As one of today’s most influential technology events, Web Summit brings together leaders and startups from around the globe. At this year’s conference in Lisbon, we were inspired by a few major trends in artificial intelligence (AI) that had us thinking about our role as designers in relation to the technology. We looked more closely at AI as it shifts from being a trendy add-on to becoming a tool that can, for example, support organizations working in developing countries or help the agriculture industry get the most out of their resources and protect the environment.
Overall, we noticed that AI is being applied to improve everyday lives – through home safety systems, for instance. On the other hand, we observed big players making good use of AI for society in general. One example is AI being used in education contexts to help students succeed or to identify students at risk so early interventions can be implemented.
From reactivity to proactivity, from smart home to safe home
As the concept of the smart home slowly transforms into the safe home, we can see insurance companies entering the field. The smart home has opened the door for insurance sector stakeholders to transform their business value proposition. Data from smart home devices will enable improved insurance product offerings and enhanced outcomes for smart homeowners. Data can also help mitigate risk in real time, prevent excess claims and incentivize “safe” behaviors.
Transparent use of data can build trust and deepen the relationship between smart homeowners and insurance companies. It can improve efficiency, with problems identified farther in advance and remedial actions taken far earlier — ultimately creating a shift from reactive response to proactive solution by connecting smart home internet of things (IoT) with insurance players.
AI for good
Smart farming is a prime example of AI being applied to protecting the environment. Thanks to machine learning, awareness of farm conditions can improve. Farmers can plan farming activities at the right times, reduce energy consumption and water usage, and protect themselves from overwork or job redundancy. Applying advanced analytics and predictive solutions will not only help farmers increase productivity, but also improve crop quality and animal wellbeing by treating farms in a healthy, sustainable manner.
In agriculture technology, the use of sensors and connected farming devices is a good IoT practice: The combination of data collection and AI helps farmers make informed decisions related to weather, soil and plant conditions.
We also see AI being utilized in humanitarian and environmental contexts, such as earthquake forecasting, disaster rescue and recovery, predicting and preventing famine, and tackling climate change.
In other industries, like finance, consumer goods or automotive, for instance, we see a shift from simply using AI to collect data to allowing it to make decisions for us. In this type of application, however, it is crucial to create trustworthy algorithms that allow AI to make the right decisions. Our role as designers is to focus on people, guiding Ai development to solve the right problems for the right causes. By understanding people’s behavior, only then can we develop AI to ease decision-making based on true insights.

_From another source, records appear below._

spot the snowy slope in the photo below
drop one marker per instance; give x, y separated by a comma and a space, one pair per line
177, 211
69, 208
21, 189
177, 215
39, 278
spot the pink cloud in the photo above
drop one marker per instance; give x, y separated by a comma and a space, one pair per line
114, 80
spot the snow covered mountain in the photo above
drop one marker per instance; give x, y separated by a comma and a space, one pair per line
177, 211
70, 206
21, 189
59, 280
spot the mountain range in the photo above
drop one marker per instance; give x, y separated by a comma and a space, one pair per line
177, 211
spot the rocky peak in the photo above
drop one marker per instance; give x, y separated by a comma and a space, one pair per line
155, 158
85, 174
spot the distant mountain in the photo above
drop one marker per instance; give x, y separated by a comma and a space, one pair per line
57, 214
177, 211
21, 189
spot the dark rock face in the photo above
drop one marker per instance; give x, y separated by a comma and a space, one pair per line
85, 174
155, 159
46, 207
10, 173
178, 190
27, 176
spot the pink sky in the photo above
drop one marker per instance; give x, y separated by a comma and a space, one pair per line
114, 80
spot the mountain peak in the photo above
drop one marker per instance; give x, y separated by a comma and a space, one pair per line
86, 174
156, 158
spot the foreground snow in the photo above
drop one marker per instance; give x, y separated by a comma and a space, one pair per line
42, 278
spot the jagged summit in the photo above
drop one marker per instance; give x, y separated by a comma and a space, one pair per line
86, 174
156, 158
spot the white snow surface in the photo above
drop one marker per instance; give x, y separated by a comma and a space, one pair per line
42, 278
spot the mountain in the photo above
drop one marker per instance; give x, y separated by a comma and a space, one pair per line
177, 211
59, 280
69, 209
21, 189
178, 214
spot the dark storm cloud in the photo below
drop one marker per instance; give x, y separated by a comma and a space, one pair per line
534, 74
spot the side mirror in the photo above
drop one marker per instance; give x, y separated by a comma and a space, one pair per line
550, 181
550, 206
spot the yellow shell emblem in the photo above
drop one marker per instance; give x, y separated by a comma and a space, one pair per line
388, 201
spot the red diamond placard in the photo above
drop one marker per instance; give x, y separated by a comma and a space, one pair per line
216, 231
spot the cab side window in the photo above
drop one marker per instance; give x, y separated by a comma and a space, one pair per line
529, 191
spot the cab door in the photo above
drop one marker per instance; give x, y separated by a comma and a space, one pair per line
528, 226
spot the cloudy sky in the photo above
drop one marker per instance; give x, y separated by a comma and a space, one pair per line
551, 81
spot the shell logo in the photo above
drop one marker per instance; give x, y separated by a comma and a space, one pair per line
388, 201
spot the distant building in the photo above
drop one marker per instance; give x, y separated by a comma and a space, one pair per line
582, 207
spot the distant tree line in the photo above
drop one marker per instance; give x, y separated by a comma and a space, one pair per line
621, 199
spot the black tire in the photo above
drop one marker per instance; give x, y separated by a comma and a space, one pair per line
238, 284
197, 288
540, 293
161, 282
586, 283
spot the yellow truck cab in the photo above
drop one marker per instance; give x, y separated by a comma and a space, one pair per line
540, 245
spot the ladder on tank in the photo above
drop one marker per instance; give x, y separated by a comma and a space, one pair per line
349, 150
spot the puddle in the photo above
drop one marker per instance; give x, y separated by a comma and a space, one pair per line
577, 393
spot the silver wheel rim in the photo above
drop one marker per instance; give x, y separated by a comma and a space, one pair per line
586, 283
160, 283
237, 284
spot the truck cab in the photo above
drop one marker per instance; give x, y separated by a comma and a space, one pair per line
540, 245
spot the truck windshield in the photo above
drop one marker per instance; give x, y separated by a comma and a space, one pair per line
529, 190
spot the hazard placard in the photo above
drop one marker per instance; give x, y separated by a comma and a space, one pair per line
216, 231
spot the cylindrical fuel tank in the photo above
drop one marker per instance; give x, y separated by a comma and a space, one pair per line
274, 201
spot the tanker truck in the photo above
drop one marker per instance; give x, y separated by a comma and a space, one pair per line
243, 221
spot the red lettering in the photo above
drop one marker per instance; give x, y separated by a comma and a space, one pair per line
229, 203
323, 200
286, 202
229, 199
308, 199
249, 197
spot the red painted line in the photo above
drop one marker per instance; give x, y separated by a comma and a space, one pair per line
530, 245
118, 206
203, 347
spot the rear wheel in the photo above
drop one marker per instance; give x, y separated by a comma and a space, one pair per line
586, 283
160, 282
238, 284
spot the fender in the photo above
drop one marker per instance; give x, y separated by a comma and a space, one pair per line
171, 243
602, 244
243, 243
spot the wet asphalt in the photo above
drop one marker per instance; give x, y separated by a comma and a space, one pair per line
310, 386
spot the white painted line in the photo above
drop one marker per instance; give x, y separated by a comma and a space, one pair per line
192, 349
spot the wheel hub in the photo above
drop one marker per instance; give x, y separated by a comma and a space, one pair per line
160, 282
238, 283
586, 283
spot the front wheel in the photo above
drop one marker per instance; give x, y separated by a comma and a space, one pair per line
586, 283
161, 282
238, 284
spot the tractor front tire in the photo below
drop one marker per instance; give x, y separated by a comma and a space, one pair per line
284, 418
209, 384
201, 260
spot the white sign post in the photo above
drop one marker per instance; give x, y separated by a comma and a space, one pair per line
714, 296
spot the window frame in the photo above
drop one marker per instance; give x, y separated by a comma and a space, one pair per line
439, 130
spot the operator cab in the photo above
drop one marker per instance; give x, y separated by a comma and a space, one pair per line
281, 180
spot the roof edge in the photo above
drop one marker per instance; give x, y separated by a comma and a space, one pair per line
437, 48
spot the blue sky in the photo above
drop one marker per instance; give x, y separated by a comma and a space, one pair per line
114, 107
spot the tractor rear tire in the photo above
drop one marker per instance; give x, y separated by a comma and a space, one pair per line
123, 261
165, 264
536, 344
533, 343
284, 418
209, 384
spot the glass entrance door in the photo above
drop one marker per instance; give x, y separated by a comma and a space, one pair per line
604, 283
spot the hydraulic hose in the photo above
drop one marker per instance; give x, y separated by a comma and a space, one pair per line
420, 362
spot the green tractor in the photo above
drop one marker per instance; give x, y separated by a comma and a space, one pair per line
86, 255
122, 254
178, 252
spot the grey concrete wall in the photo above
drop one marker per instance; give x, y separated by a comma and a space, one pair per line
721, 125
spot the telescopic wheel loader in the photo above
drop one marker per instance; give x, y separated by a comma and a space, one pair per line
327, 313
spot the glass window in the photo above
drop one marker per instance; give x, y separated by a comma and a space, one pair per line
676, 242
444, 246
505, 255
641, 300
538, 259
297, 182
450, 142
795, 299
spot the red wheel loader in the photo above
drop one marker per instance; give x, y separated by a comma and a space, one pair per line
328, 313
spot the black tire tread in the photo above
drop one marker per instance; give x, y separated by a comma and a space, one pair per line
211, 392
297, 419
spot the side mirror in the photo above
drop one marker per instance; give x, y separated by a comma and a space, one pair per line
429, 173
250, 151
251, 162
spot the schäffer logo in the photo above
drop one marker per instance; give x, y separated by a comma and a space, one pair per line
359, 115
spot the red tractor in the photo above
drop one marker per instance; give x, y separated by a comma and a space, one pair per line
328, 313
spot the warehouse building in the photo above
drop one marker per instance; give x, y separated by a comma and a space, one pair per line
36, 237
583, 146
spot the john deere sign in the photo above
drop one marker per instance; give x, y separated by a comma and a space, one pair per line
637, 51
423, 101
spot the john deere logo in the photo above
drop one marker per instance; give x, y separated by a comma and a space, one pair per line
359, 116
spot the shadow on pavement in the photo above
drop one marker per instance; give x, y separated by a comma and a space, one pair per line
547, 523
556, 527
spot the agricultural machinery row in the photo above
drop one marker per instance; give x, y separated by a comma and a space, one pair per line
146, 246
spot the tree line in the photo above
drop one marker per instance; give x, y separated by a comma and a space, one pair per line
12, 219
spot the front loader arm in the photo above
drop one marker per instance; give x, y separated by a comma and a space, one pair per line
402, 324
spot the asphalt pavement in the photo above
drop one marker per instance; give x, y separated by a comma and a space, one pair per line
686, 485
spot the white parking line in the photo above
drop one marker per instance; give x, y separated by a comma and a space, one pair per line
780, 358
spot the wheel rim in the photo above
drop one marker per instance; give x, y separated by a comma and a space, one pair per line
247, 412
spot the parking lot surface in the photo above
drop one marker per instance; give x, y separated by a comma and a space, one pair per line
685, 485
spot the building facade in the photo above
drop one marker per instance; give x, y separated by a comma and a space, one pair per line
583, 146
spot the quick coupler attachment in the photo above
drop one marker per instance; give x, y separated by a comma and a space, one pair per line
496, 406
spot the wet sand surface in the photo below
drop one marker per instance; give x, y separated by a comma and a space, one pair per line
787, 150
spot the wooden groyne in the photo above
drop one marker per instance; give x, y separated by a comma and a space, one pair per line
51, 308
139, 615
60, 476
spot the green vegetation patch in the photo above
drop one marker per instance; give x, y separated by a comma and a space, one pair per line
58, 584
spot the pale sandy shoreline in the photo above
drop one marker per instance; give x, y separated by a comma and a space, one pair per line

As representatives of McKinsey Design, we entered Web Summit discussions around user-centricity, design and the recent Business Value of Design report. Daniel Sjöblom was interviewed live on Facebook about the report’s impact and importance; with more than 190,000 views, response to the discussion has been strong.
If AI is currently perceived as an application for certain groups only, it is poised to become a tool that will improve the future lives of people everywhere. At Veryday, we feel that we’re an integral part of this vast change, with Web Summit once again confirming the weight of our role as designers in a future where design catalyzes even more human-centric solutions.